Packages availability on Anaconda upgrade Packages availability on Anaconda upgrade hadoop hadoop

Packages availability on Anaconda upgrade


I assume you installed Anaconda on hadoop nodes using Cloudera parcels?

https://www.cloudera.com/downloads/partner/anaconda.html

If yes, then you're correct, you'd have to reinstall everything you installed on top of hadoop nodes.

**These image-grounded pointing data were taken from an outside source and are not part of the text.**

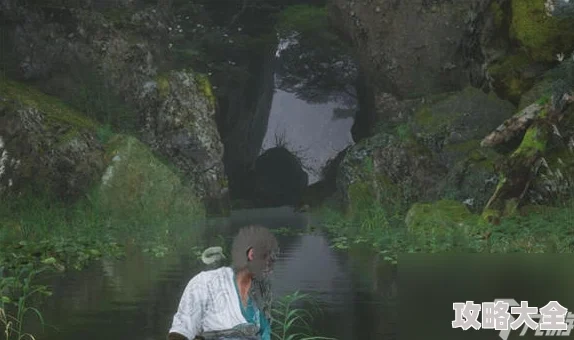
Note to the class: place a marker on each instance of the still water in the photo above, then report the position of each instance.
(136, 297)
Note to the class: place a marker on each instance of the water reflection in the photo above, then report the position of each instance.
(135, 298)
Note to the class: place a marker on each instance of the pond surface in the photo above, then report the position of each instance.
(136, 297)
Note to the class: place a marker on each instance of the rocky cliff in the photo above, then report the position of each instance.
(92, 53)
(440, 76)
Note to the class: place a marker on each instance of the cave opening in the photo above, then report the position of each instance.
(303, 110)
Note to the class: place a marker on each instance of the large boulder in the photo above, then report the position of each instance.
(387, 167)
(136, 181)
(419, 47)
(279, 178)
(180, 124)
(435, 153)
(102, 51)
(45, 147)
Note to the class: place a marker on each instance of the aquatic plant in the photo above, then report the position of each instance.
(291, 323)
(19, 290)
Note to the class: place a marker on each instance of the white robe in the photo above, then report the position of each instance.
(209, 303)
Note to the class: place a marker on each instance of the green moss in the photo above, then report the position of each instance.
(138, 181)
(511, 207)
(508, 75)
(534, 141)
(498, 14)
(438, 217)
(490, 216)
(205, 87)
(163, 85)
(541, 35)
(54, 110)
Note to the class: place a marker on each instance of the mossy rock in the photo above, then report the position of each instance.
(473, 178)
(543, 36)
(386, 170)
(444, 216)
(508, 74)
(460, 118)
(54, 110)
(137, 181)
(48, 147)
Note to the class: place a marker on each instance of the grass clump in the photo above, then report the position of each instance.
(447, 226)
(290, 322)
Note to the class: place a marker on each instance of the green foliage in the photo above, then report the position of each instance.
(316, 65)
(303, 19)
(96, 99)
(15, 294)
(292, 323)
(543, 36)
(54, 109)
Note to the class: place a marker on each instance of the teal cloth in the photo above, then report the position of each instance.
(250, 314)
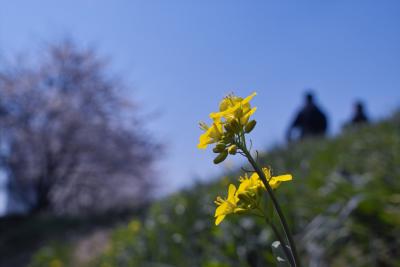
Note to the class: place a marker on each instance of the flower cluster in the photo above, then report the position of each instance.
(247, 196)
(229, 124)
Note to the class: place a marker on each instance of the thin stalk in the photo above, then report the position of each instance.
(286, 250)
(274, 201)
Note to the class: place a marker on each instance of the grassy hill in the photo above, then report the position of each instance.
(343, 206)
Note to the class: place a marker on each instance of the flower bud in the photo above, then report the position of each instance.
(221, 157)
(232, 149)
(227, 138)
(228, 127)
(250, 126)
(235, 126)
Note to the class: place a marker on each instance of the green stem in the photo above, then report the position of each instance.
(274, 201)
(286, 250)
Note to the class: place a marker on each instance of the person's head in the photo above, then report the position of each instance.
(359, 107)
(309, 97)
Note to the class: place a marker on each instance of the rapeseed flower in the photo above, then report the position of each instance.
(212, 134)
(235, 108)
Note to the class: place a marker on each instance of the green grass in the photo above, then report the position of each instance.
(343, 207)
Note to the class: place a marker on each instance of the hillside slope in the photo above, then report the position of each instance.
(343, 206)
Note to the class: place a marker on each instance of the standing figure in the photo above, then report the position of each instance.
(359, 114)
(309, 122)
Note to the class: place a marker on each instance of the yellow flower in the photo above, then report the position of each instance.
(275, 181)
(254, 182)
(233, 107)
(247, 184)
(226, 206)
(211, 135)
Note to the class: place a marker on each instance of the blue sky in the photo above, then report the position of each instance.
(182, 57)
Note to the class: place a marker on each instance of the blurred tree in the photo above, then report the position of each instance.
(69, 141)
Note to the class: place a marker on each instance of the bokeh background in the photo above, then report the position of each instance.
(167, 65)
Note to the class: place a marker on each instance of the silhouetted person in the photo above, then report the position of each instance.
(309, 122)
(359, 116)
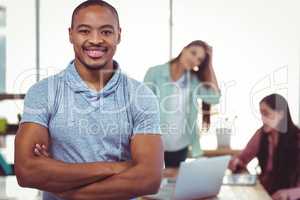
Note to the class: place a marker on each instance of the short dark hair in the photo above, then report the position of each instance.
(88, 3)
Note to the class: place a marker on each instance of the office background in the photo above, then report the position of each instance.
(256, 49)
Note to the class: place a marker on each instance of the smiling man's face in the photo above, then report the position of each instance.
(95, 34)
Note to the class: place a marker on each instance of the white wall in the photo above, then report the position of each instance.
(144, 34)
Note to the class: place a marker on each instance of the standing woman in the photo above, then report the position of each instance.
(178, 84)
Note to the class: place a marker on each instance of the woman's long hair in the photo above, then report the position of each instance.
(285, 171)
(200, 76)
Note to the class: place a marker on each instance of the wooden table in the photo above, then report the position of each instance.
(256, 192)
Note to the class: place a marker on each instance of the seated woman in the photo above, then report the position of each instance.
(277, 146)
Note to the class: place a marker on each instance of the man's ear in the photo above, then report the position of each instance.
(70, 35)
(119, 35)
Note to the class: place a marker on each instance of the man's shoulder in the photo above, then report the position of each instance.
(46, 85)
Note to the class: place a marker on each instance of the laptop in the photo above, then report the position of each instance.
(197, 179)
(240, 180)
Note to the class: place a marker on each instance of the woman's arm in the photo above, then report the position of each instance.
(209, 73)
(250, 152)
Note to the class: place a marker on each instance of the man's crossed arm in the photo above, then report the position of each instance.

Cloudera looks at parcels as "immutable" - their state shouldn't change. So when you install something on top of parcels, or change them in any way, expect you changes can be lost. (e.g. parcel redeployment, as it'll untar the parcels again) Same applies for upgrades - new Anaconda version comes with just a new tar file (that's what a parcel basically is, with some metadata information).

If you're interested in managing Python environments - look at conda virtual environment - https://conda.io/docs/user-guide/overview.html

, or conda-pack specifically as an example for Spark on YARN - https://conda.github.io/conda-pack/spark.html

We're currently migrating all of our Spark jobs to conda environments, instead of relying on Anaconda parcels.

PS. I noticed you're using python-2.7 tag for this topic. Notice that free Anaconda Cloudera parcels (starting with Anaconda 5 release) no longer provide Python2. It'll come with Python3 there. Beware! That change brought us off guard. And that was another reason to migrate to conda as we can switch between Python2 and Python3 now easily by project.